A Florida company is working to commercialize a process that uses low-value scrap plastic as fuel in cement production.
Maitland, Fla.-headquartered Cement Lock wants to source hard-to-recycle plastics as a fuel for a cement admixture. The company aims to commercialize with facilities around the country, and under the company’s plan, each would have two kilns capable of consuming 100 tons per day of plastic, said Al Hendricks, CEO of Cement Lock. The company does not yet have any commercial-scale sites operating.
Hendricks and his partners in the company in 2007 purchased the technology, which was originally developed to use sediment from Superfund sites as its feedstock. More recently, however, the company began exploring additional feedstocks.
“Over the last 18 months, I shifted my focus into plastic recycling,” Hendricks said in an interview. “We can take that same material nobody else wants, we can chip it or shred it, and use it as fuel to feed our kilns.”
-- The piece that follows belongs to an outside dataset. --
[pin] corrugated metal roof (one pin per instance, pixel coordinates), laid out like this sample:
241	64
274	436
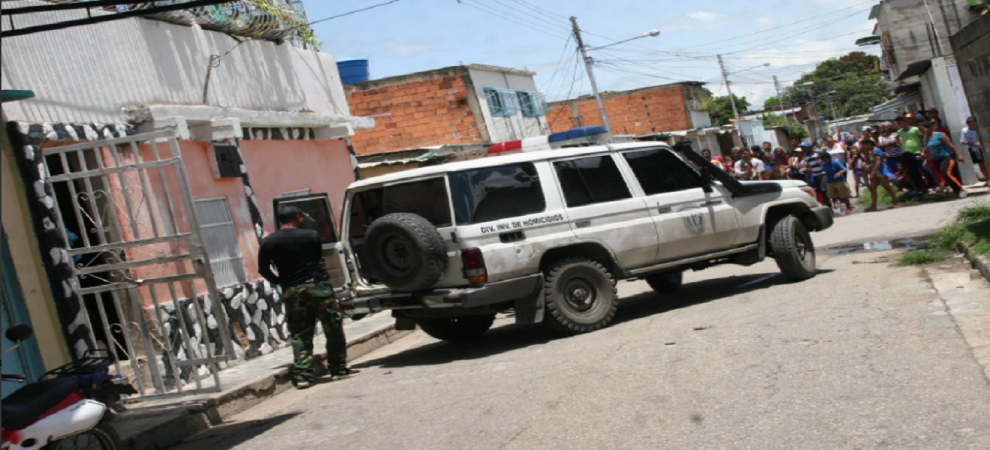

Its process is centered on a rotary kiln, which is frequently used in producing materials used in cement. Traditionally, this type of kiln would be fired using natural gas or liquified natural gas. Instead of using those fuels, Cement Lock takes in low-value, typically non-recyclable plastics for use in the rotary kiln.
The plastic is shredded and combined with minerals such as silica, alumina and others. The combination of minerals and composition of the plastic feedstock gives Cement Lock a formula for how long to run the furnace and the temperature range to run it at.
The product that comes out of the kiln is an aggregate, which is shipped to a pug mill and pulverized into a powder. The resulting material is used in creating a high-value pozzolan admixture for making cement. Pozzolans are silicate-based materials that are used to improve concrete by causing various chemical reactions during the manufacturing process.
Cement Lock’s process can take in any type of plastic, Hendricks said. Plastic feedstock could come from the residual line at plastics recycling plants or directly from materials recovery facilities (MRFs).
Hendricks highlighted that his company’s process permanently removes plastic from the product stream rather than allowing it to be used in producing new plastic materials, but the process is also not disposing of it in a landfill. There is no residual ash from the process, Hendricks said.
“You’re taking that plastic material, you’re processing it and you’re making a non-plastic product going into cement,” he said.
Hendricks said the company is looking to build regional processing facilities near population centers where there are high concentrations of plastic being disposed of.
Each Cement Lock facility will cost about $200 million to build, he said.